İslam Cumhuriyeti'nin perspektifi bu değildir. İran, Arap ve İslam halklarının çıkarlarına bu doğrultudan bakmaz. İran'ın hiçbir saldırı, işgal gibi bir niyeti yoktur. Bu tüm ülkeler için geçerlidir. İran, bölge ülkelerine kardeşçe bakmaktadır. Her ülkenin bağımsızlığına, egemenliğine ve çıkarları olduğuna inanmaktadır.

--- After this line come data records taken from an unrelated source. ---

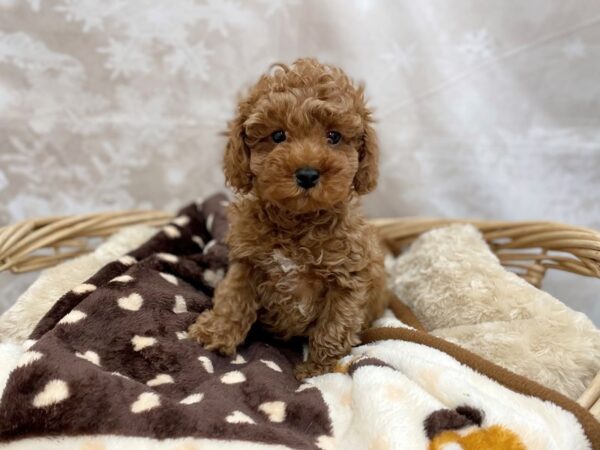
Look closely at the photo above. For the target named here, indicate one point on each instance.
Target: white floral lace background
(485, 109)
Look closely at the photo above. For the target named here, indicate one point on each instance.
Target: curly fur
(303, 262)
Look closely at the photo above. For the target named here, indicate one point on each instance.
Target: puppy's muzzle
(307, 177)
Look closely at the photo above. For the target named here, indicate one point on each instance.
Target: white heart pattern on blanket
(133, 302)
(54, 392)
(239, 417)
(145, 402)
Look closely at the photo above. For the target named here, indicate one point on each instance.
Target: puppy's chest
(291, 285)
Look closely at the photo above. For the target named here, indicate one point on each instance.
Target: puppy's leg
(335, 332)
(225, 326)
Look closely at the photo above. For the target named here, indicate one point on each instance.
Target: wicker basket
(527, 248)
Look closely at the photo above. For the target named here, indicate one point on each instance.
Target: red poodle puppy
(303, 260)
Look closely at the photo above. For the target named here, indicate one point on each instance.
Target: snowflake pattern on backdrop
(481, 112)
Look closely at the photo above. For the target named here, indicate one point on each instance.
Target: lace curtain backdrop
(484, 109)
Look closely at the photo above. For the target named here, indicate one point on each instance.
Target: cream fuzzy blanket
(460, 292)
(450, 279)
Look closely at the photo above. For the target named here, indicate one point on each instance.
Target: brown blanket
(111, 356)
(110, 367)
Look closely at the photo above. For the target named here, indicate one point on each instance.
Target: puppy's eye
(278, 136)
(333, 137)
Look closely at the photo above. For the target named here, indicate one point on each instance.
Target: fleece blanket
(110, 366)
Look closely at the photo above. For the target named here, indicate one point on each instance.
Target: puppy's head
(302, 139)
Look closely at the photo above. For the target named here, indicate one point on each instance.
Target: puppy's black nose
(307, 177)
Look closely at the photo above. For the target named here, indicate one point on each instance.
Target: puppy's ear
(365, 179)
(236, 163)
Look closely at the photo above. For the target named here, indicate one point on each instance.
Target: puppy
(303, 260)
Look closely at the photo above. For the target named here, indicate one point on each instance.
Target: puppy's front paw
(215, 333)
(308, 369)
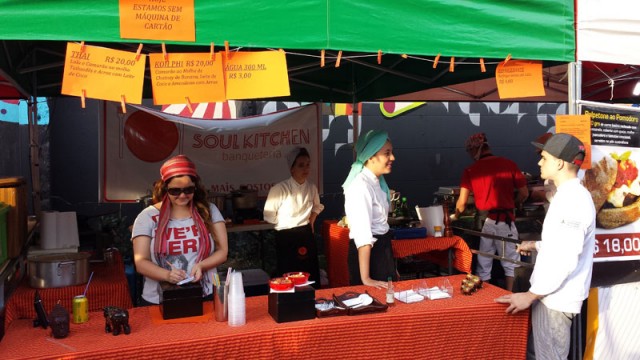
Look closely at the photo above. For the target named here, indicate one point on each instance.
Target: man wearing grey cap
(562, 273)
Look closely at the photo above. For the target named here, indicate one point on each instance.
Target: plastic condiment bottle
(390, 298)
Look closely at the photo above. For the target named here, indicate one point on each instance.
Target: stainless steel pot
(244, 198)
(58, 270)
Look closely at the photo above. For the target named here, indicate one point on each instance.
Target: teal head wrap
(367, 146)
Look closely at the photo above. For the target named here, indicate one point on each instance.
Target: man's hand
(526, 247)
(375, 283)
(517, 301)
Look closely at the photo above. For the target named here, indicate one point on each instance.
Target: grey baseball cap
(565, 147)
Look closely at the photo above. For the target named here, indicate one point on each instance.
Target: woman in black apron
(293, 205)
(366, 205)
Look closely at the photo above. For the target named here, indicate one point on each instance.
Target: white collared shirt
(562, 272)
(290, 204)
(367, 208)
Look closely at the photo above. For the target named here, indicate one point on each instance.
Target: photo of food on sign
(615, 187)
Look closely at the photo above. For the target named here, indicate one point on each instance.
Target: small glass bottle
(390, 298)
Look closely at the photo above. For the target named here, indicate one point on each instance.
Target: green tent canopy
(35, 35)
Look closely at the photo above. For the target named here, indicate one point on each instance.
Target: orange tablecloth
(464, 327)
(108, 287)
(336, 247)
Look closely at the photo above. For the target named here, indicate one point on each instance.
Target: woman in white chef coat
(293, 206)
(366, 205)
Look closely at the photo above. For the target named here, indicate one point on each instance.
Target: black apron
(296, 250)
(382, 265)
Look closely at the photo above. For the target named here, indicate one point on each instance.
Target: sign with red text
(228, 153)
(254, 75)
(101, 73)
(181, 78)
(614, 181)
(157, 20)
(519, 78)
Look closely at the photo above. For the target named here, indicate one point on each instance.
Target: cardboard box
(299, 305)
(180, 301)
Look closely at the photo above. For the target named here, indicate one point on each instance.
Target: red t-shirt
(493, 180)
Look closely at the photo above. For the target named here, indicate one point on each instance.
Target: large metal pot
(218, 199)
(58, 270)
(244, 198)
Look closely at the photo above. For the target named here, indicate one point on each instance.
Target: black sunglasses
(177, 191)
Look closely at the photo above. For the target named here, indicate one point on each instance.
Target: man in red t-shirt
(493, 181)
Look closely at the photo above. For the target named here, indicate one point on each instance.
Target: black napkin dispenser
(180, 301)
(295, 306)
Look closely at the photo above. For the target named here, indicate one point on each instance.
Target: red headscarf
(179, 165)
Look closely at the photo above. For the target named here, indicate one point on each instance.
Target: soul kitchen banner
(613, 181)
(228, 153)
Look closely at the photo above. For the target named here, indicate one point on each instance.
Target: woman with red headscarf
(182, 235)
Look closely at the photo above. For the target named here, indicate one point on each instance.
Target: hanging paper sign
(252, 75)
(157, 20)
(580, 127)
(518, 78)
(102, 73)
(186, 78)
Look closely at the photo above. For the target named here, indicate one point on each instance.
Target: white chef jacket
(367, 208)
(290, 204)
(562, 273)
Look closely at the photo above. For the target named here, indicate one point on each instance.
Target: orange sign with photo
(184, 78)
(580, 127)
(519, 78)
(157, 20)
(102, 73)
(260, 74)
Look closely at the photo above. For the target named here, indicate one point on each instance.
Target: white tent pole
(356, 127)
(575, 87)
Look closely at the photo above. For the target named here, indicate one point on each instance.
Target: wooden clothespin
(123, 104)
(83, 98)
(139, 52)
(435, 61)
(189, 104)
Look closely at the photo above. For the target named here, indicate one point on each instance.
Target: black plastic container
(180, 301)
(299, 305)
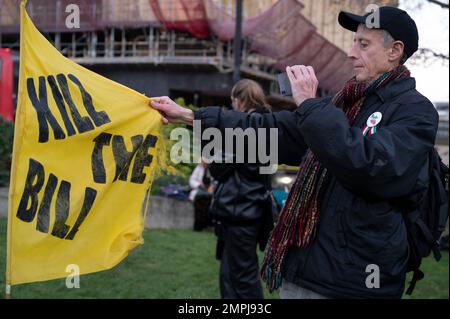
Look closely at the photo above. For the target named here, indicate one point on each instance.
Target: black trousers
(239, 276)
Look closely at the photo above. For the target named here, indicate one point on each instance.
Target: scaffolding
(182, 32)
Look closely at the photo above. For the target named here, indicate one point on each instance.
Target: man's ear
(396, 51)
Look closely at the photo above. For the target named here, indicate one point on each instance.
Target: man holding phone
(358, 152)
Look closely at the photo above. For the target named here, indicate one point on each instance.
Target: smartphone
(284, 84)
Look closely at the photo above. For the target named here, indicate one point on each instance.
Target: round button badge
(374, 119)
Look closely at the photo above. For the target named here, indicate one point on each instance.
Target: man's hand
(303, 82)
(171, 112)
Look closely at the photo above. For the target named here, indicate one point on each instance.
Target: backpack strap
(417, 275)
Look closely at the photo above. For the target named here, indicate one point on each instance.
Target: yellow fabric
(114, 222)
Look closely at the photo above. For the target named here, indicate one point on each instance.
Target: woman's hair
(250, 95)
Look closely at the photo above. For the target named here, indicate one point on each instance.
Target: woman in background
(241, 206)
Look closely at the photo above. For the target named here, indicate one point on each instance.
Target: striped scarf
(298, 219)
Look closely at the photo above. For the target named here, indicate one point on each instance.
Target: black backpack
(427, 221)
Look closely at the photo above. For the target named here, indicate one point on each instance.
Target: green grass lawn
(175, 264)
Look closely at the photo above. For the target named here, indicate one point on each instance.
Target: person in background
(240, 208)
(364, 162)
(200, 195)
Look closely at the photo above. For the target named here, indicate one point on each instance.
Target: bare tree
(427, 56)
(440, 3)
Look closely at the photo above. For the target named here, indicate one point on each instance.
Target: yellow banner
(85, 153)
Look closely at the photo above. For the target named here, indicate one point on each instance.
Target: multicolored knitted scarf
(298, 219)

Bu nedenle biz elimizi tüm bölge ülkelerine uzatıyoruz ve işbirliğinden yana olduğumuzu vurguluyoruz.
Ama geçtiğimiz günlerde Bahreyn için bir İranlı çıkıp orası bizim kentlerimizden biridir, dedi. Bu bir çelişki değil midir?
Bunlar bir yetkilinin sözleri olamaz. Kesinlikle İran'da bu bağlamda konuşamaz. Bunlar yorum olabilir, yoksa bazı sorumsuz kişilerin veya bazı gazetecilerin görüşü olabilir. İran büyük bir ülkedir. Her türlü yorumcu veya kişi böyle bir açıklama yapmış olabilir. Bu konuda diğer ülkedeki bir gazetecinin tahriki ile İran'daki birileri yorum yapmış olabilir. Yoksa bu tür sözler oldukça sorumsuz sözlerdir.
Son olarak Gazze'deki savaşı sonuçlarını nasıl değerlendiriyorsunuz? Ayrıca bundan sonra Filistin liderliği konusunda "direnişçi grupların" ayrı bir komutası söz konusu olacak mı?
Bu dosya tüm ayrıntılarıyla incelenmiştir. Savaşın neredeyse tüm sonuçları ortaya çıkmıştır. İsrailli yetkililer bu savaştaki başarısızlıklarını birçok münasebetle dile getirmiş bulundular. İsrail bu savaştan hem maddi hem de manevi olarak büyük bir yara almıştır. Herkes İsrail'in bir karınca miktarı hedeflerine ulaşamadığını, bu savaşın amacını gerçekleştiremediğini görmüştür. Dolayısıyla bu savaş İsrail için büyük bir yenilgi olmuştur. İsrail, askeri, siyasi ve ekonomik olarak kaybetmiştir. İsrail'in içerisinde şu anki siyasi durum büyük bir çöküntü içerisindedir.
Filistin'de değerli direniş daha da değer kazanmıştır. Direniş bu savaştan bir "kahraman" olarak çıkmıştır. Direniş eskisine göre daha güçlü ve daha cesaretlidir. Direniş eskisine göre Filistinliler tarafından daha çok sevilmektedir. Bu hem Gazze içerisinde hem dışarısında geçerlidir. Savaşın sonuçları Filistinlilerin ve İslami Direniş'in çıkarına olmuştur. Filistin'deki meşru hükümetin lehine olmuştur. İsrail'e elinden geldiği kadar en büyük kaybı vermeyi başarmıştır.
Direnişin konumu güçlenince, doğal olarak Filistin halkının otoritesi olmaya hak kazanmıştır. Bu direnişin doğal bir sonucudur. Filistin dışarısında da işlerin Hamas yoluyla yürüdüğü görülmüştür ve bunun sonuçları olacaktır. Herkes şu anda Hamas'a layık olduğu gibi davranmak zorundadır.